Most sommeliers with a WSET background prefer to bake.
Cooking
Cooks are the more intuitive bunch and like to tweak recipes as they go along, based on preferences or what they have on hand. Once you know how to cook, you tend to understand how certain flavors and textures go together. You can take an idea and make it a meal. Bakers go more by the textbook and are more patient. Their preciseness and need to measure yields beautiful results admired by many.
Then there is the argument cooking is not more intuitive than baking. Cooking allows for more mistakes and while it still produces a meal, it is not always considered edible. One thread common to both is that in order to do either well, there are certain basics to learn. When one is learning, it is certainly creative on both sides.
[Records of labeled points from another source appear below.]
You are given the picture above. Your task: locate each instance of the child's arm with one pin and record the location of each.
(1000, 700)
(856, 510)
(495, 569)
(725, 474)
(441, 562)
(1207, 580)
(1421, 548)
Like any craft, you need to get your feet wet and understand it to further explore.
Sommeliers trained by the Court of Master Sommeliers seem to prefer cooking, on the whole.
Baking & Cooking?
So, it is really not who can or can’t cook vs. bake or who is more inclined, but rather who is willing. You choose whether you want to live the rest of your life by the book or by the seat of your pants! It is nice to try the opposite of your natural tendency and experience a sense of freedom or calm, depending on the day or mood.
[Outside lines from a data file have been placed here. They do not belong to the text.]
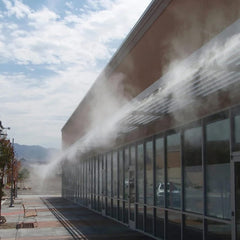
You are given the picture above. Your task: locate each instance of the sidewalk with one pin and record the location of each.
(58, 219)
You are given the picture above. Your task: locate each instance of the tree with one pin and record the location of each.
(6, 158)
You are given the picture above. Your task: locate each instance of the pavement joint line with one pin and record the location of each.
(76, 234)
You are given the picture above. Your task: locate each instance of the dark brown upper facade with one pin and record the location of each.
(167, 31)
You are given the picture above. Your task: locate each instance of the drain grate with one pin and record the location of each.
(25, 225)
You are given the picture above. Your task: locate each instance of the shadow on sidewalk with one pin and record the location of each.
(84, 224)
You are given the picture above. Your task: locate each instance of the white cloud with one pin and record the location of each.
(70, 45)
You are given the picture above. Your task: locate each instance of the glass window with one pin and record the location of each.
(125, 212)
(237, 131)
(193, 173)
(120, 211)
(140, 215)
(133, 156)
(149, 172)
(132, 191)
(114, 208)
(104, 175)
(173, 171)
(173, 226)
(109, 174)
(120, 176)
(114, 172)
(218, 231)
(159, 148)
(140, 174)
(109, 206)
(160, 215)
(149, 220)
(218, 168)
(193, 228)
(237, 191)
(126, 173)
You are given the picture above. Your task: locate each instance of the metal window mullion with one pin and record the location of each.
(232, 174)
(204, 178)
(154, 184)
(182, 182)
(165, 181)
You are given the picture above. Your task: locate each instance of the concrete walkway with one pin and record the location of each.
(58, 219)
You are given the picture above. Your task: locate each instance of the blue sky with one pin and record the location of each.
(51, 53)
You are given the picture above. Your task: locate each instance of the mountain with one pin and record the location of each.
(35, 153)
The engineer type may feel a need to let go of the rules and enjoy a couple hours of exploration in the kitchen cooking feels good, no matter the outcome. The typical baker may find trying different cooking recipes over time allows him or her to become more confident and explore.
Learning By Doing
Whatever style you prefer, each has its own uniqueness and area of proficiency—you learn more, the more you pursue it. Thus, both express creativity and part of who you are. Enjoy the journey as you would a sport and see your skill build down the road.
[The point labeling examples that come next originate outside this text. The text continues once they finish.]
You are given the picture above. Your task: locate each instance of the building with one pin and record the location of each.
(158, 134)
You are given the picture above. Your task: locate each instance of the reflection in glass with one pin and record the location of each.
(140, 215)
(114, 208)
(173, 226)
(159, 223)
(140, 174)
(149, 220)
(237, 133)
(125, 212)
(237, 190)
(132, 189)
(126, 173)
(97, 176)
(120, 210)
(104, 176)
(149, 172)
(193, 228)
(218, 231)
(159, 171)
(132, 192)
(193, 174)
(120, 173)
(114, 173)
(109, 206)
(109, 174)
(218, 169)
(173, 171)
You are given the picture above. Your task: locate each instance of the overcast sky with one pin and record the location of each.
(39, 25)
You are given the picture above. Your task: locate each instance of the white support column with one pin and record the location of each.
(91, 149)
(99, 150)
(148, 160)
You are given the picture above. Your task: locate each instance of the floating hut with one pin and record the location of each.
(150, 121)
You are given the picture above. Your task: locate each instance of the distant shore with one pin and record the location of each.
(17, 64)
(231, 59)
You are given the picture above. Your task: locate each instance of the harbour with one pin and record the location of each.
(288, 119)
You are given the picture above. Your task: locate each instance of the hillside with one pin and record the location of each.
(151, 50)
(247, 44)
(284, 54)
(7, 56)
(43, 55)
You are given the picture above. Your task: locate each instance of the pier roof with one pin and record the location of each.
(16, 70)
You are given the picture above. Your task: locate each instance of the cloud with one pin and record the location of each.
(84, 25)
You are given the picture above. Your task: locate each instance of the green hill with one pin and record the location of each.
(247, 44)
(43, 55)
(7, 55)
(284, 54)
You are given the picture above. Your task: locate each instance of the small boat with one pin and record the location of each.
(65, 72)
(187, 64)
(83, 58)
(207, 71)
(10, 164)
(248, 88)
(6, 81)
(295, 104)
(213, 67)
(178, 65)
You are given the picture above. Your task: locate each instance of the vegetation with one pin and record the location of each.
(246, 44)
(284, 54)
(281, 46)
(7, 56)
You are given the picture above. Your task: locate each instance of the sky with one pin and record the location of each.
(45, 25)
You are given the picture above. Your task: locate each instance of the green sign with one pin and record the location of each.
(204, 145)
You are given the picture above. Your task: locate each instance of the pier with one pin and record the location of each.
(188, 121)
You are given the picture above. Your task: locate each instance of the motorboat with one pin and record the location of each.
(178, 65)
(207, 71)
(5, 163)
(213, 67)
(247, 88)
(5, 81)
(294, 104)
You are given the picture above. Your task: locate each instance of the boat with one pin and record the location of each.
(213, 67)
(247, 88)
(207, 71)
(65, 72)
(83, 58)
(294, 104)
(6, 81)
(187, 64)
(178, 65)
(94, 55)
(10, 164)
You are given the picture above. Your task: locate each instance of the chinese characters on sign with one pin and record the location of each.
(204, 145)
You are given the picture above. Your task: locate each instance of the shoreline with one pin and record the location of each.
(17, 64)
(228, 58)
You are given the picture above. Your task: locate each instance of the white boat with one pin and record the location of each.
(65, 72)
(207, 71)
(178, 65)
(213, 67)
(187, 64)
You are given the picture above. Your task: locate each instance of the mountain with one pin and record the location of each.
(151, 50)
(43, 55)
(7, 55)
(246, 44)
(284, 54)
The desire to cook or bake can change over time and as people’s preferences change. So, give the other side a whirl—you never know when you may surprise yourself or others.
Sommelier’s View
For pairings, it often doesn’t matter if a dish is cooked or baked. In some sommelier certification programs, the chemistry of wine is taught extensively. Those classes show that the components of wine that remain in the final dish are tartness and bitterness. Those elements almost always favor a lighter-style red wine or a richer white wine.